The ever-increasing prevalence of diabetes mellitus worldwide has imposed a great burden upon public health [1]. Diabetes is a chronic and progressive metabolic disorder characterized by hyperglycemia, usually results from either insulin deficiency (Type 1 diabetes, T1D) or insulin insensitivity (Type 2 diabetes, T2D). Cognitive dysfunction has become an important comorbidity of diabetes. Particularly, both T1D and T2D increase the risk of cognitive dysfunction, from cognitive decrements, mild cognitive impairment (MCI) to dementia [2–4]. This co-occurrence increases with the progression and duration of diabetes. However, cognitive dysfunction can occur throughout the course of diabetes, even on prediabetic stage, in patients with impaired fasting glucose [5,6]. Of note, the incidence rate of both diabetes and cognitive dysfunction is increased upon aging, whereas the latter can also occur in youth with T1D or T2D [7–9]. In addition, diabetes accelerates the progression of MCI to dementia [10]. Importantly, patients with diabetes often display a group of comorbidities involved with multiple organ dysfunctions, including hyperlipidemia, hypertension, macrovascular and microvascular diseases. Together with the acute hypo- or hyperglycemia, these complications per se may also be risk factors for cognitive dysfunction in diabetes [11,12]. Thus far, understanding the mechanisms of underlying cognitive dysfunction merits further research efforts.

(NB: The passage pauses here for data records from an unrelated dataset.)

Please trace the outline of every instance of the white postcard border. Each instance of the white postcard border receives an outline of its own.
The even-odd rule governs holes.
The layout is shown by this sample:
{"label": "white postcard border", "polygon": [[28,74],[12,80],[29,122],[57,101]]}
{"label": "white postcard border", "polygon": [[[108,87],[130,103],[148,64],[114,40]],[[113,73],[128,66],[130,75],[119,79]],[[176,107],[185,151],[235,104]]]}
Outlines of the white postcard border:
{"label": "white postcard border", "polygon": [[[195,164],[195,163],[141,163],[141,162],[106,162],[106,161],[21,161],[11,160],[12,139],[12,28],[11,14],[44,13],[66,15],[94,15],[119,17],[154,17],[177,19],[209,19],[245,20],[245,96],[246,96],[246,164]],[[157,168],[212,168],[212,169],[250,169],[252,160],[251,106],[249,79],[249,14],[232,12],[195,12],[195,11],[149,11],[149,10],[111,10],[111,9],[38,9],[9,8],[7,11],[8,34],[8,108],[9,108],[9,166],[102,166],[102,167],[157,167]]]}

Proteostasis disturbance is a feature of many diseases such as diabetes and neurological complications. Many metabolic stimuli such as hyperglycemia can lead to accumulation of unfolded or misfolded proteins inside the endoplasmic reticulum (ER) lumen, a condition referred to as ‘ER stress’. ER stress initiates unfolded protein response (UPR) by three ER membrane sensors, inositol-requiring enzyme 1α (IRE1α), protein kinase RNA-like ER kinase (PERK) and activating transcription factor 6 (ATF6). UPR is a cellular defensive process for relieving protein folding stress. The consequences of UPR involve perturbation of protein synthesis, trafficking, degradation or apoptosis under extreme conditions. Interestingly, macroautophagy (hereafter referred to as autophagy), a self-degradative cellular process, shares many features with UPR with respect to clearing unfolded or misfolded proteins and inducing apoptosis. UPR and autophagy are thus essential for cellular homeostasis. With this respect, these two pathways integrate a collection of mechanisms involved in multiple cellular functions, including inflammation, glucose and lipid metabolism and energy balance. As such, ER stress and autophagy are involved in a range of pathological processes.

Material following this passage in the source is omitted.